In the Rio Grande Valley in southern Texas, local officials are pulling out all the stops with prizes including a seven-day cruise vacation, a four-night stay at any U.S. Holiday Inn IHG, +0.11% resort, HD TVs, and autographed guitars and accordions. Participants will also get the chance to win one of the $10,000 cash prizes from Futuro Hispano. The centerpiece of the campaign will be a Sept. 24 telethon with performances by Mexican musicians including Ramón Ayala and Alex Lora.

Tania Rodriguez, a city commissioner in McAllen, Texas, at a socially distant phone banking event to encourage participation in the 2020 census in the Rio Grande Valley in South Texas. Local governments are giving away prizes, including $10,000 in cash, to get people to fill out their census form.

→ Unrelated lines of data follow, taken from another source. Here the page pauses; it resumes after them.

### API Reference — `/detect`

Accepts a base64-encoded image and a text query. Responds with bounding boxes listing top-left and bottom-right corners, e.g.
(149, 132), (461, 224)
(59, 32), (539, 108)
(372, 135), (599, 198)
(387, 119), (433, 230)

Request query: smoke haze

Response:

Photo courtesy of City of McAllen

Officials face an uphill battle: The response rate was 52.9% in Hidalgo County as of Sept. 17, and 59.9% in its largest city, McAllen. That’s a decline from 2010, when the rate was 55.9% in Hidalgo County and 65.6% in McAllen.

“Down here, we have a large population of Latinos and we’re not accustomed to filling out forms,” said Tania Ramirez, a 31-year-old city commissioner and lawyer in McAllen, Texas. “There’s kind of like a distrust in the culture.”

To mobilize support for the census, Ramirez and others came up with the idea of a telethon, which is popular in Mexico and “rings a bell in our hearts,” Ramirez said. The incentives appear to be having an impact: Ramirez said her own mother was inspired to fill out her census form for the first time after 30 years in the U.S.

The area was hit by flooding after Hurricane Hanna, and Ramirez has been telling her constituents that an accurate census will help address problems like inadequate infrastructure.

“We’re one of the fastest-growing economies right now,” Ramirez said. “People need to know who we are. The way they can do that is if they see the numbers and know how many people are here in the Rio Grande Valley.”